Der Tod des jungen 22-jährigen Studenten der Universität Trier, der vergangene Woche auf dem Petrisberg umgebracht wurde, erschüttere das ganze Land. Der rheinland-pfälzische Ministerpräsident Gordon Schnieder (CDU) sprach daher am Montag der Familie des Opfers, seinen Freundinnen und Freunden sowie allen Angehörigen der Universitätsgemeinschaft in Trier sein Mitgefühl aus. Er stehe mit den Eltern in direktem Kontakt und habe ihnen seine persönliche Unterstützung angeboten.

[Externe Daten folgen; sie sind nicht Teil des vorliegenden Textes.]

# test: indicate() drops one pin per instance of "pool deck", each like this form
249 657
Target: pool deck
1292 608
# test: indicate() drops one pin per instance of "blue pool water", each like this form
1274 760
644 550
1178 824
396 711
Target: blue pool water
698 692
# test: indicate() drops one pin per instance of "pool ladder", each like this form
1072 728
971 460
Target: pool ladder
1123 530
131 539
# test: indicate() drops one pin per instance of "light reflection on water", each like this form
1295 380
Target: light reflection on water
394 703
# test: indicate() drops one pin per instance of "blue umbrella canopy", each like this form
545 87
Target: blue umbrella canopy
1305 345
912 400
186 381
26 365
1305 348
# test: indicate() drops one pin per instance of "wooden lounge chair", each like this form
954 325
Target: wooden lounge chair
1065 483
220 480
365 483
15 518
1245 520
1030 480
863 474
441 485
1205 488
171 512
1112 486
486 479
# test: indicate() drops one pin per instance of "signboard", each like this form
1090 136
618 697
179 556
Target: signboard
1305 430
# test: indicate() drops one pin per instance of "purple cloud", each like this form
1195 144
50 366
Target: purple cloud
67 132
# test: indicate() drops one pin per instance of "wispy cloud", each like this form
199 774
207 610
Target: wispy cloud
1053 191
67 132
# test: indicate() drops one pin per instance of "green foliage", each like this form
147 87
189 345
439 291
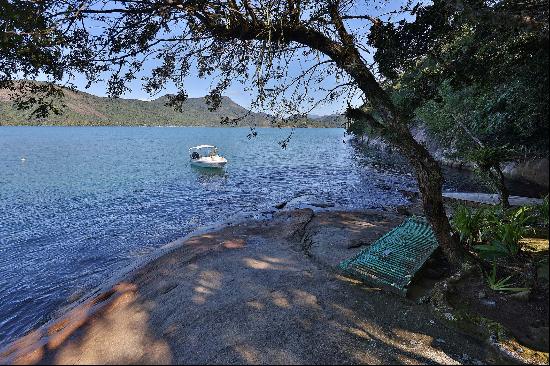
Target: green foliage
542 211
492 232
487 157
468 223
503 284
480 70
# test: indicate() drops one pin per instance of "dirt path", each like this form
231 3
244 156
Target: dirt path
261 292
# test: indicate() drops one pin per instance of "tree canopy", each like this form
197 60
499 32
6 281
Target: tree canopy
280 50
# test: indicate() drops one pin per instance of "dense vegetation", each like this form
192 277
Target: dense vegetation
477 79
428 57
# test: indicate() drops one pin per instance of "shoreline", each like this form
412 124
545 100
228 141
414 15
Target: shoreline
231 251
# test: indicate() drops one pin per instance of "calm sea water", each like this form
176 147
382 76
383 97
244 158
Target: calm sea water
78 203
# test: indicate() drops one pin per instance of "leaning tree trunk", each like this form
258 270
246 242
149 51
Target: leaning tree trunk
503 192
430 183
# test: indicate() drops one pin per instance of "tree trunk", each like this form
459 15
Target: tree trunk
430 183
503 192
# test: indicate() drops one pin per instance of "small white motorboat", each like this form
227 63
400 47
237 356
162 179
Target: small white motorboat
206 156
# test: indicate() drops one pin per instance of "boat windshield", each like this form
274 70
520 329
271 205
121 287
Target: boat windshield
202 151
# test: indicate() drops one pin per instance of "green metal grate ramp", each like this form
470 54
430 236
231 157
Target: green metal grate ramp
393 260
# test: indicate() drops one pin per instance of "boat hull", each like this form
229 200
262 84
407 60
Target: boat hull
209 164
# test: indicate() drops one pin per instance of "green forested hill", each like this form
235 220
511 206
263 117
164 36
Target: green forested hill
90 110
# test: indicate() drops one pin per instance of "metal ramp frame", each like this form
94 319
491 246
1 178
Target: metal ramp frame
393 260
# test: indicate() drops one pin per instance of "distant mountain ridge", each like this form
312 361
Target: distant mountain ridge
84 109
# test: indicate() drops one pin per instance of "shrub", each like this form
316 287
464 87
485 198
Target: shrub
493 232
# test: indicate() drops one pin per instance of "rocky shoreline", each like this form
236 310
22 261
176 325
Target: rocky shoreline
256 290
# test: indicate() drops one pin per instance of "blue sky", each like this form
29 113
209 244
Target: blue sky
199 87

"Die Tat in Trier ist entsetzlich. Ein junger Student wurde brutal und viel zu früh aus dem Leben gerissen", sagte der rheinland-pfälzische Ministerpräsident Gordon Schnieder (CDU).
"Die Tat in Trier ist entsetzlich. Ein junger Student wurde brutal und viel zu früh aus dem Leben gerissen", sagte der rheinland-pfälzische Ministerpräsident Gordon Schnieder (CDU). Kay Nietfeld

Bei dem gleichaltrigen Beschuldigten handelt es sich laut Schnieder um einen afghanischen Staatsangehörigen, der seit über zehn Jahren in Deutschland lebt und hier sowohl seinen Schulabschluss als auch seine Berufsausbildung erfolgreich absolviert hat. Seit vier Jahren habe der Tatverdächtige für eine Firma in Trier gearbeitet und als verlässlicher Mitarbeiter gegolten, er sei gut integriert gewesen. Die Tat mache wieder einmal deutlich: "Gewalt mit Messern zerstört Leben und erschüttert unsere Gesellschaft. Dafür darf es in Deutschland keinen Platz geben."

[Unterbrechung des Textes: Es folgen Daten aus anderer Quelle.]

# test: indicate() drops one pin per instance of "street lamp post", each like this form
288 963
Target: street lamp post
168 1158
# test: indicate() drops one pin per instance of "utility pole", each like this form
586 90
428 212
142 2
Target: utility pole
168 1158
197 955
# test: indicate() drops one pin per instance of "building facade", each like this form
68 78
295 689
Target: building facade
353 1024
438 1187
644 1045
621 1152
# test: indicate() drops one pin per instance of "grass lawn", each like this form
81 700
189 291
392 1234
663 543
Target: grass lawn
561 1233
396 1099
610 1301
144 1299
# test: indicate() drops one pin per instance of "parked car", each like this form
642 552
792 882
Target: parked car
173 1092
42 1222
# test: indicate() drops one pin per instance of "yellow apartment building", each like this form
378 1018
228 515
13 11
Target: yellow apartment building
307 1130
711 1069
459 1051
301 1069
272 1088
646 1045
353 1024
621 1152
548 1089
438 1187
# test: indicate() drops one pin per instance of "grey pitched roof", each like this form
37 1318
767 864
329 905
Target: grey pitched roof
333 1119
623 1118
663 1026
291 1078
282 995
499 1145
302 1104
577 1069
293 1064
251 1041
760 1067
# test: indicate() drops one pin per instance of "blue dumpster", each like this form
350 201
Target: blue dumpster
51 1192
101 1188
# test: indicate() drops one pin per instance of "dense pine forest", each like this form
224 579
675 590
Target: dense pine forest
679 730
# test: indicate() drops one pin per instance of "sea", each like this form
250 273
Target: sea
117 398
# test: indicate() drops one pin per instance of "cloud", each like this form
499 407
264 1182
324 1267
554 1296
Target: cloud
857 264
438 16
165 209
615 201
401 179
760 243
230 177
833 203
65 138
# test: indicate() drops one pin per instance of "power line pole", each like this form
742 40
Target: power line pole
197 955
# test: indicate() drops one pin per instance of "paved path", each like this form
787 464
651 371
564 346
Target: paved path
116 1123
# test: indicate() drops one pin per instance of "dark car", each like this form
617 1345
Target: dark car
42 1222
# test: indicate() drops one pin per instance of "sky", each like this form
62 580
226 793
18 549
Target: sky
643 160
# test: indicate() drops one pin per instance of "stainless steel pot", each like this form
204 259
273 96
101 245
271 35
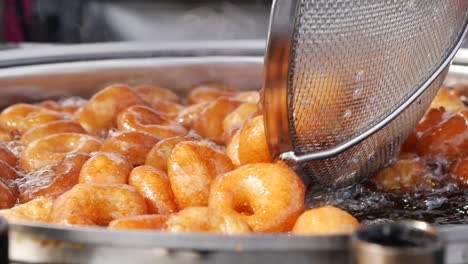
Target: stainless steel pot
40 243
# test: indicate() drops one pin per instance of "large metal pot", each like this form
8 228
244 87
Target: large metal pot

Beschuldigter hatte unbefristeten Aufenthaltstitel

Nach Angaben des rheinland-pfälzischen Innenministeriums wurde ein Asylantrag des Tatverdächtigen 2017 abgelehnt. Das Bundesamt für Migration und Flüchtlinge habe aber ein so genanntes zielstaatsbezogenes Abschiebungsverbot festgestellt. 2023 erhielt der Beschuldigte eine Niederlassungserlaubnis in Deutschland. Also einen unbefristeten Aufenthaltstitel.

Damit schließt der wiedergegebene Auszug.